But experience has shown in countries where truth commissions have followed periods of violent conflict that restoring divided societies requires more than sunlight. “To rebuild lives without fear of recurrence and for society to move forward, suffering needs to be acknowledged, confidence in state institutions restored, and justice done,” Michelle Bachelet, United Nations high commissioner for human rights, has observed. “Without humility and modesty, the risks of failure are real.”
On Capitol Hill, those qualities may be restoring more than trust across the aisle. They are impelling what may turn out to be the most important result of this Congress: the renewal of what historian Joseph Ellis calls “the great achievement” of America’s constitutional design – its unique and uniquely frustrating sharing of power between the states and federal government.

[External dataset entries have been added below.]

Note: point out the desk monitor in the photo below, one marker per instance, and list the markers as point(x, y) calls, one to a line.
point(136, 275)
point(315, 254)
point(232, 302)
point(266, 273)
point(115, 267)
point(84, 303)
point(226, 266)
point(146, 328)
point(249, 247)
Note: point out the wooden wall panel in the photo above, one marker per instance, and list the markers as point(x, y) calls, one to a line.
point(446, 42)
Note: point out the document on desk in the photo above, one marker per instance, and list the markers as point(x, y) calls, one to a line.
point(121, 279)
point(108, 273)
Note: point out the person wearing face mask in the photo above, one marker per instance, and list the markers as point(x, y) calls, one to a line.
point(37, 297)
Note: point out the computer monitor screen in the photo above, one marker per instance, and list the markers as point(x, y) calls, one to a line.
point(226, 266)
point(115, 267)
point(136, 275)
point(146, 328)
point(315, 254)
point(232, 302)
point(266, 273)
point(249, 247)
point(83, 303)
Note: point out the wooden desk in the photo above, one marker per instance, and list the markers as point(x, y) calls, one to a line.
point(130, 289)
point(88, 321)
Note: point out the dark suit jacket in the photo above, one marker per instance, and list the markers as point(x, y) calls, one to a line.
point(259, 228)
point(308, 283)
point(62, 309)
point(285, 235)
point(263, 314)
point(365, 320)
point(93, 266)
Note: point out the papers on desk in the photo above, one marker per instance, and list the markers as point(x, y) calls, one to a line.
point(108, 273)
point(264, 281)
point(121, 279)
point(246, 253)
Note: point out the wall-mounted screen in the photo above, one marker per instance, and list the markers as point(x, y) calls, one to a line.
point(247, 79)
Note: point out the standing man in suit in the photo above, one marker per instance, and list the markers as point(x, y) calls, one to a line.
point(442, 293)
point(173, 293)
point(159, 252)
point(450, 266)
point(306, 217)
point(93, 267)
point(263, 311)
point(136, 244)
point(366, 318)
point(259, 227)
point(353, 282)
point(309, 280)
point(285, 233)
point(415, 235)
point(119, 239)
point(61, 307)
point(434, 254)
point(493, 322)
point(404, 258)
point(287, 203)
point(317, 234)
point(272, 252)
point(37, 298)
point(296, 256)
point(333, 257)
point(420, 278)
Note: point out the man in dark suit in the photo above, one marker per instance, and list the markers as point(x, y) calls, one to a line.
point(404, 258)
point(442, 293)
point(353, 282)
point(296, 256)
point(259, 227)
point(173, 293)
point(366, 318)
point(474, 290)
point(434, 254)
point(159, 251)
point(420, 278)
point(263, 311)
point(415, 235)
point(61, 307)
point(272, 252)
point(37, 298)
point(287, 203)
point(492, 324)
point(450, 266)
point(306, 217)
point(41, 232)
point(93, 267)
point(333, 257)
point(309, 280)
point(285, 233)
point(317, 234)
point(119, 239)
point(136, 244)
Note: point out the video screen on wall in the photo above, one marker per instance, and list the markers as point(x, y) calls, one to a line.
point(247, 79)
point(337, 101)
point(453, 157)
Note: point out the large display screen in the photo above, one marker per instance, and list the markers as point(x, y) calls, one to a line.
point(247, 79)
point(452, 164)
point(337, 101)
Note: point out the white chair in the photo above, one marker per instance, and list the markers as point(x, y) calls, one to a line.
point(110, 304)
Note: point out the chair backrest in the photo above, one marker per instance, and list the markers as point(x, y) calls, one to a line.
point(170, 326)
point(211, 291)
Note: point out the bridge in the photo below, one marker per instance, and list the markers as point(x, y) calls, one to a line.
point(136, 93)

While the Jan. 6 committee has drawn more public attention during the past year, small working groups in the House and Senate have been drafting reforms to an 1887 law called the Electoral Count Act. The law attempted to clarify the roles and authority of state governments and Congress in the conduct of choosing a president, a decade after the disputed presidential election of 1876. It spelled out how states were supposed to choose electors to the Electoral College based on the popular vote, and how Congress is supposed to count those slates of electors.
The statute provided the basis for the Supreme Court’s decision in Bush v. Gore to resolve the 2000 presidential election. It also provided the basis for disputing the 2020 results by giving Congress power to oppose electors if a member from both the House and Senate had reasons to question their legitimacy. Critics have long decried the law as unconstitutional.
Since January at least 16 senators have come together to redraft the law. Their proposals reflect more than a desire just to fix old and muddled English. The different versions would require significantly more than one member from each chamber to raise objections to slates of state electors. That may be an acknowledgment that Congress itself has some blame to bear for the events of Jan. 6.
“I think sometimes when the going gets tough we just say, ‘That’s too hard,’ and we retreat to the party messages,” Sen. Lisa Murkowski, the Alaska Republican, told CNN. “But we have got to get to the place where we understand one another. And you can’t get to understanding without listening.”
That sense of deference and civility may be why the push to reform the law is happening largely out of public view. It reflects what the framers of the Constitution may have had in mind when they rejected a system of consolidated power. That diffusion of authority between the states and federal government, argued Gouverneur Morris, a delegate to the Constitutional Convention from Pennsylvania, perpetuates an argument that can only be resolved through “the good faith of the parties.”